Por este “hospital de libros” han pasado pacientes que han dejado huella, como las Novelas ejemplares de Miguel de Cervantes Saavedra, escritas entre 1590 y 1612, en cuyo proceso de conservación se innovó en tecnología, al incorporar tela en lugar de piel, para recuperar grandes porciones ya desgastadas en sus cubiertas por el paso del tiempo. También fue sometida a intervención la Biblia del Oso, impresa en 1622, la cual hacía parte del índice de libros prohibidos por la Inquisición y presentaba manchas y desgarros, y sus tapas habían sido convertidas en manuscritos.
Para Carlos Barrera, no hay mejor satisfacción que recuperar un libro y que este conocimiento perdure y se transmita a las nuevas generaciones. “Muy seguramente vendrán otros conservadores, que podrán analizar si se hizo bien la labor o se cometieron errores. La conservación es como la medicina. Todo es cambiante, y lo que hoy estamos utilizando, de pronto mañana ya no se usará.

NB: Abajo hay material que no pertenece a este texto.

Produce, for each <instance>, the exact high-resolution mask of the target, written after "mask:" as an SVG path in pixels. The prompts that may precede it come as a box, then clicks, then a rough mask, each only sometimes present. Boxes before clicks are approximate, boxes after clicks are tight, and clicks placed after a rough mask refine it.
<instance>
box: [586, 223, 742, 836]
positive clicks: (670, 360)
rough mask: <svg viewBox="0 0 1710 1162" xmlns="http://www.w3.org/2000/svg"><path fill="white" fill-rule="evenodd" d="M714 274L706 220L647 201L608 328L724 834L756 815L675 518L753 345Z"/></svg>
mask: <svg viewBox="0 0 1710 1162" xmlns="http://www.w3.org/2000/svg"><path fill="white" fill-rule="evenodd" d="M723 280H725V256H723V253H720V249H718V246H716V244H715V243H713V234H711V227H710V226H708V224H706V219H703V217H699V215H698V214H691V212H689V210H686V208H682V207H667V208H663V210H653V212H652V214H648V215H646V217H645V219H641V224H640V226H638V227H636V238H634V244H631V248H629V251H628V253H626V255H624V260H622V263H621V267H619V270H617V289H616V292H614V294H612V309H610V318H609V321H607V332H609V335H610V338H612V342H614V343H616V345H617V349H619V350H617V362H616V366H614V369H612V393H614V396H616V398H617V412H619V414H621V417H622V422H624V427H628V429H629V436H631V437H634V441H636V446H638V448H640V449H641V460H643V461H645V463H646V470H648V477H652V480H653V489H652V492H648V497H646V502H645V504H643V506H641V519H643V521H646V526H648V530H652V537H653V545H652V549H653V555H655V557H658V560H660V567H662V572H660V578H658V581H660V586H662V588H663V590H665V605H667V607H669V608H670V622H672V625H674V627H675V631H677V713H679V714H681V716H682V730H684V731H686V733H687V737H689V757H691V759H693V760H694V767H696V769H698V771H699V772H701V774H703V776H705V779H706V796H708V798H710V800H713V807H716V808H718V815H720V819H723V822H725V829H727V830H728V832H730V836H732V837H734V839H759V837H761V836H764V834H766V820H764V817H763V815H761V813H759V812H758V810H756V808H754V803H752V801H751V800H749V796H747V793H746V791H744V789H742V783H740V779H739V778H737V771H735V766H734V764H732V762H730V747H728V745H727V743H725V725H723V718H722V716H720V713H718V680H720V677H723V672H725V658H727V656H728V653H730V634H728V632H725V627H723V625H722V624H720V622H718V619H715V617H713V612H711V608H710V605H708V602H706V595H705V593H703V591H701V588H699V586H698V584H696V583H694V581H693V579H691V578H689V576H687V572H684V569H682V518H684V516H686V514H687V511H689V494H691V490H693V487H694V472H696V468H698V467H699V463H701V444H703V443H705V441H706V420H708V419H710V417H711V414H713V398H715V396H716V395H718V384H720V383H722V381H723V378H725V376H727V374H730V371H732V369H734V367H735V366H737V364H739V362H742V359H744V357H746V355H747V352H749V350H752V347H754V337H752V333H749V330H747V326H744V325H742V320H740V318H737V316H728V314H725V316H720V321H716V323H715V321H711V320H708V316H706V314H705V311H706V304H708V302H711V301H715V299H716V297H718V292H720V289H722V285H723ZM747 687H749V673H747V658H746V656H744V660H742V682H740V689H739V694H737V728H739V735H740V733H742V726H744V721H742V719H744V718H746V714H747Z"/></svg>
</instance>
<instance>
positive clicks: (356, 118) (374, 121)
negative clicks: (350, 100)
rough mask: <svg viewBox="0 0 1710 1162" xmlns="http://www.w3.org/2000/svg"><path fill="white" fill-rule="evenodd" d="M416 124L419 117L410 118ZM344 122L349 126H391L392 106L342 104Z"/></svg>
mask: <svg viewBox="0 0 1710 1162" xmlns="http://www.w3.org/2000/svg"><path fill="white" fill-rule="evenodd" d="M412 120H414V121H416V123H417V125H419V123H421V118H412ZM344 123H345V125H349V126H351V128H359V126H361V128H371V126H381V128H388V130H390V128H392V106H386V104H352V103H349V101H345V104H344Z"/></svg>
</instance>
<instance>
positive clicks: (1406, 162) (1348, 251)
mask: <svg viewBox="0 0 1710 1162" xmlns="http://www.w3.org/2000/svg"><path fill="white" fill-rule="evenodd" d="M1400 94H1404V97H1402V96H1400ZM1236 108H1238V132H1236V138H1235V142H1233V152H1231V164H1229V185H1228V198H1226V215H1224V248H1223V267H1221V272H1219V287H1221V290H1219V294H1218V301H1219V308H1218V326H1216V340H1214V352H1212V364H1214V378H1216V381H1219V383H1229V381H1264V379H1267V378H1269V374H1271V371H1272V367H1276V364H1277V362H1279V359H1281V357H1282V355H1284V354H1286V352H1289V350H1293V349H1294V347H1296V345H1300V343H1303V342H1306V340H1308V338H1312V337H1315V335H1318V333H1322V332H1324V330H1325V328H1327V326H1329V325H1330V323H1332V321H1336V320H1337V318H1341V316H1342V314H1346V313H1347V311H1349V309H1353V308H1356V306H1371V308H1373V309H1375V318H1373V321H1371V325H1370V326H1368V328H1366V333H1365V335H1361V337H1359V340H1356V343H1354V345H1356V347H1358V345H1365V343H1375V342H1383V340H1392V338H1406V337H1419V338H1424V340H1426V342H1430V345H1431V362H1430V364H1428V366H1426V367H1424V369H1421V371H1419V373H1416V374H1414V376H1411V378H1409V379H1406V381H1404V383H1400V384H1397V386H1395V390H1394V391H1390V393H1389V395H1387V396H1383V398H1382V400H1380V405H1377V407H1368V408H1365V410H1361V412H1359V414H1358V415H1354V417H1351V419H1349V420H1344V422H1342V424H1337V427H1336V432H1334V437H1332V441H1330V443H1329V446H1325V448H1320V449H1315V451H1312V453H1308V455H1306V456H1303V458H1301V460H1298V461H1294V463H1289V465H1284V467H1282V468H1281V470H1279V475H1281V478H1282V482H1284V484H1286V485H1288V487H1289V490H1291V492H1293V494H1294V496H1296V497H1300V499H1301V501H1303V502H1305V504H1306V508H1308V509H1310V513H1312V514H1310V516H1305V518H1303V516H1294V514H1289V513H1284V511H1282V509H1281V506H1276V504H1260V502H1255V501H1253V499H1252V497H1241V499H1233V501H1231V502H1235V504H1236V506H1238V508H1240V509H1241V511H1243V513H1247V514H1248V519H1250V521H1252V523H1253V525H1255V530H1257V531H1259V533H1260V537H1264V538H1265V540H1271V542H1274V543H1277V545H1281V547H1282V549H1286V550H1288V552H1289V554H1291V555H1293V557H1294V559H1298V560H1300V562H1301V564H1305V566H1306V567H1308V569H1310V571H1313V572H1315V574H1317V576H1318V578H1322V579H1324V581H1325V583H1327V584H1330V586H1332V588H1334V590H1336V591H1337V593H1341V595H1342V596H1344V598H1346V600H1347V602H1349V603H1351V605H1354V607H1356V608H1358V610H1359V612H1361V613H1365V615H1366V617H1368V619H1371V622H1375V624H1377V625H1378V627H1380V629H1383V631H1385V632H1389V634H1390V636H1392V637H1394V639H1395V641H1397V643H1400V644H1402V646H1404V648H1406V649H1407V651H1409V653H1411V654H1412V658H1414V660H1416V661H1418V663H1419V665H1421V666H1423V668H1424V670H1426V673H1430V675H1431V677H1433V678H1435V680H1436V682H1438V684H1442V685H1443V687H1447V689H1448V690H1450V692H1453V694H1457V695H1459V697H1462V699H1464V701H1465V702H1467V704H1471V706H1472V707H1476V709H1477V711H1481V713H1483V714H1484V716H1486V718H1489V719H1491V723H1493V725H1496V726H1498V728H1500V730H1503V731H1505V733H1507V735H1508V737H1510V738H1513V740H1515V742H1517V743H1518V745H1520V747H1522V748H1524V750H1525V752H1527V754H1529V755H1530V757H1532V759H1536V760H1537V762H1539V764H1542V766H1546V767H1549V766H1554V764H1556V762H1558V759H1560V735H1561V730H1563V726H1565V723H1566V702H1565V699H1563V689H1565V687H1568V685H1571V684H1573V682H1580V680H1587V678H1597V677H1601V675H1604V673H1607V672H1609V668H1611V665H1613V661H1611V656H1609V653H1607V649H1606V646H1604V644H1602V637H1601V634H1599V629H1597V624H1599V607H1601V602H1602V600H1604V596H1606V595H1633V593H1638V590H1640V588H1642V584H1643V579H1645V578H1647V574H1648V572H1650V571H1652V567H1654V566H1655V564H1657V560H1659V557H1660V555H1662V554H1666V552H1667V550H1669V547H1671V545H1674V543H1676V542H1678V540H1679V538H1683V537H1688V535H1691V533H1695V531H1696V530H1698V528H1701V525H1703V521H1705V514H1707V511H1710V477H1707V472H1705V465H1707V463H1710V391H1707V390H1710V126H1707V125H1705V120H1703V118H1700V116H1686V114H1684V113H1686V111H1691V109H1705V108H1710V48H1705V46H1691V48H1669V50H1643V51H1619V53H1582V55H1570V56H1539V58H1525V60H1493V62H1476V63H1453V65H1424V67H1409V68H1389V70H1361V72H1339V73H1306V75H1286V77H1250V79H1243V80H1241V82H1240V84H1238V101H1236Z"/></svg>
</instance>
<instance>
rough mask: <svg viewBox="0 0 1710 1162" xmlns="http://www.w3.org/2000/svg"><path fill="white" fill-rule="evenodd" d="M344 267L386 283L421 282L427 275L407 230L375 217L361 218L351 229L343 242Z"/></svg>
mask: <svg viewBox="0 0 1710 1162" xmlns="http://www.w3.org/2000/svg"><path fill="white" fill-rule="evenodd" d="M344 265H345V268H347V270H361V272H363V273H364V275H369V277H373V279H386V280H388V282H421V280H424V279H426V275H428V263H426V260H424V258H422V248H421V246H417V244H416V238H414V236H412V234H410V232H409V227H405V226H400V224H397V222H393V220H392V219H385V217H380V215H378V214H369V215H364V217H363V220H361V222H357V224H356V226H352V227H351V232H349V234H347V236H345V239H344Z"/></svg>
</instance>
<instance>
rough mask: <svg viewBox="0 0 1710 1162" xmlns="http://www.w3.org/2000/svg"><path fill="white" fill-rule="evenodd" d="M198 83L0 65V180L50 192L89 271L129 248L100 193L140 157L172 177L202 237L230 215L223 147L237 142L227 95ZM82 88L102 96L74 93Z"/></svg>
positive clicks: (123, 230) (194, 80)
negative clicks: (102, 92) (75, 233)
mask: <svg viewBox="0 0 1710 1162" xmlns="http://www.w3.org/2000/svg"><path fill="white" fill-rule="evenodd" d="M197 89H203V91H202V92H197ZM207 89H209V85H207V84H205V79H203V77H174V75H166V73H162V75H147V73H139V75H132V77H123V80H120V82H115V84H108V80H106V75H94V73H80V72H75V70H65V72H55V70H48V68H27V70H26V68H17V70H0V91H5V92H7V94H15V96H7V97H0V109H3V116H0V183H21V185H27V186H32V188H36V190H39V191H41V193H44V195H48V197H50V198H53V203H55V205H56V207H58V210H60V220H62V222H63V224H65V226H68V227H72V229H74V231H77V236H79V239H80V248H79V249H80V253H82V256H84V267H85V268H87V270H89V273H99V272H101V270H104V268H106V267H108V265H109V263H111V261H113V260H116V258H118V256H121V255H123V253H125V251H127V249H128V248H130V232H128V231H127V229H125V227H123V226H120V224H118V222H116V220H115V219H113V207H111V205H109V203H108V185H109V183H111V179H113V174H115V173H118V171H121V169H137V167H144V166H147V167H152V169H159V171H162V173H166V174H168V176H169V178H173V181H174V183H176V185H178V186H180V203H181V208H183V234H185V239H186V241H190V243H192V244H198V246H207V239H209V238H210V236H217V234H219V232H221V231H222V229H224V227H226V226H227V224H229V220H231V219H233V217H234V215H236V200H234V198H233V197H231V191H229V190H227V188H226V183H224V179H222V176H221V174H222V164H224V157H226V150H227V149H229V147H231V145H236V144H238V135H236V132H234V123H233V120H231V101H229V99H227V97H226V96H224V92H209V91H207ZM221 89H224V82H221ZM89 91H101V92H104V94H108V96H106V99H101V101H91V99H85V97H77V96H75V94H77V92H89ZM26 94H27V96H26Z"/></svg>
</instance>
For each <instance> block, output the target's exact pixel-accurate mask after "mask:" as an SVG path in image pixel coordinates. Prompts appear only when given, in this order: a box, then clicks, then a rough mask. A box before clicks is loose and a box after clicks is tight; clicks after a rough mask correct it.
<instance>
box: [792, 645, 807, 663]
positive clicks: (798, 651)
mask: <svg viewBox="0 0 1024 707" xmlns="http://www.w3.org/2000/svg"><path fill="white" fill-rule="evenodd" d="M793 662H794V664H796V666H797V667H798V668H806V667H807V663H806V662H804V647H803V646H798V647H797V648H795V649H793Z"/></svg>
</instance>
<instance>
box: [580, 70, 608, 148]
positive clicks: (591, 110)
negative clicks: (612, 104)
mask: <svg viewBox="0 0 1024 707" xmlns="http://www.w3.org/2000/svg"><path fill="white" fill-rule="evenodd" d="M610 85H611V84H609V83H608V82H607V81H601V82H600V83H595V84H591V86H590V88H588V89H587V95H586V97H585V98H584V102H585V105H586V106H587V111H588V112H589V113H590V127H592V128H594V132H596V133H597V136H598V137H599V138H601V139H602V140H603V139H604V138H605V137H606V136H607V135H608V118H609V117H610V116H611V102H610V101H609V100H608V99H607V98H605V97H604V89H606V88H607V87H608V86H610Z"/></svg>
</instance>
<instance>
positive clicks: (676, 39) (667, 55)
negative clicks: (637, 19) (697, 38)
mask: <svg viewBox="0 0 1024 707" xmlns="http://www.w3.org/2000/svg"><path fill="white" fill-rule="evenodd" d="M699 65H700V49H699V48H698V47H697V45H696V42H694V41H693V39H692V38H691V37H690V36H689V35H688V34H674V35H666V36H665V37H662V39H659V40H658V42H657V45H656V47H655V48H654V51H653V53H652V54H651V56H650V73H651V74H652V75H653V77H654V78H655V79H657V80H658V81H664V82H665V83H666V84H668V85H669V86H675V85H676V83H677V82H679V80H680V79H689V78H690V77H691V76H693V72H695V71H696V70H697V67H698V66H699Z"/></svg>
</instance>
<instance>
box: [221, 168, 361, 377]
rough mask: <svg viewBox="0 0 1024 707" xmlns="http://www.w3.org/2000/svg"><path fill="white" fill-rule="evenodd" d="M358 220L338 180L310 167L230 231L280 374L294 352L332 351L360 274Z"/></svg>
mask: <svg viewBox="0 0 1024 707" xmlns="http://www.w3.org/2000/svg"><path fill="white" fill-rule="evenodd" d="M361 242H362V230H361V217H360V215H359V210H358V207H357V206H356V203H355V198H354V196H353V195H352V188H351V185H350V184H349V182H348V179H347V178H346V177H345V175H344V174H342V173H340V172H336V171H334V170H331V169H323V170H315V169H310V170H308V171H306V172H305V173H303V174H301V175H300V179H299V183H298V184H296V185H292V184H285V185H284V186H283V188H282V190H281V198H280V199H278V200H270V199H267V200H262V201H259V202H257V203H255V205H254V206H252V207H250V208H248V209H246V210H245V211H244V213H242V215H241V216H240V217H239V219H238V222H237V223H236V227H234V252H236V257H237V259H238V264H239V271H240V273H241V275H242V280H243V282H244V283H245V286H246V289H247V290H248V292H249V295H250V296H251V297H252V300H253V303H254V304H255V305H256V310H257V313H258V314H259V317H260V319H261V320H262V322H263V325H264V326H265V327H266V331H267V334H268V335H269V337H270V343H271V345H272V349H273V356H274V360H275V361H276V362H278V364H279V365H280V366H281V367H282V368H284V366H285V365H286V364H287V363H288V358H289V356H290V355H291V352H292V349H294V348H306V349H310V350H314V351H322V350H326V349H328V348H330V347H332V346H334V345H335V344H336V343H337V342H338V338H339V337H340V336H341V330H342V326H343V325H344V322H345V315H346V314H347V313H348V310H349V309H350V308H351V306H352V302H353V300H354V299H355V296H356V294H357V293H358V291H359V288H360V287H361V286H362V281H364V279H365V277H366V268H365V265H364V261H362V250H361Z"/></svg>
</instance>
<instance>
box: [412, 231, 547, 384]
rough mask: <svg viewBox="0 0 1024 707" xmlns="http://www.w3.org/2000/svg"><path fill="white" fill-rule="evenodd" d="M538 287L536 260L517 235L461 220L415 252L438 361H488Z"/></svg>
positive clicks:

Es una ciencia que está evolucionado y que exige investigación”, comenta.
Tesis que Sandra Angulo comparte, pues afirma que uno de los principios de la conservación es la reversibilidad. “Hoy y siempre nos vamos a replantear lo que estamos haciendo. Las técnicas y materiales pueden tener, por ejemplo, reacción a los cambios climáticos, por lo que se debe actuar rápidamente frente a un procedimiento”.
Es el caso del libro de bolsillo de Carlomagno, que tiempo después de su primera intervención fue sometido a una drástica cirugía. Con el conocimiento adquirido y la práctica que sólo dan los años, Carlos modificó la encuadernación, le puso unas guardas de protección y cambió la cubierta por una más acorde con las de finales del siglo XIX. Poco a poco fue enmendando todos los daños que le había causado en la primera operación, hasta el punto de que hace algunos meses el “paciente” finalmente pudo ser dado de alta.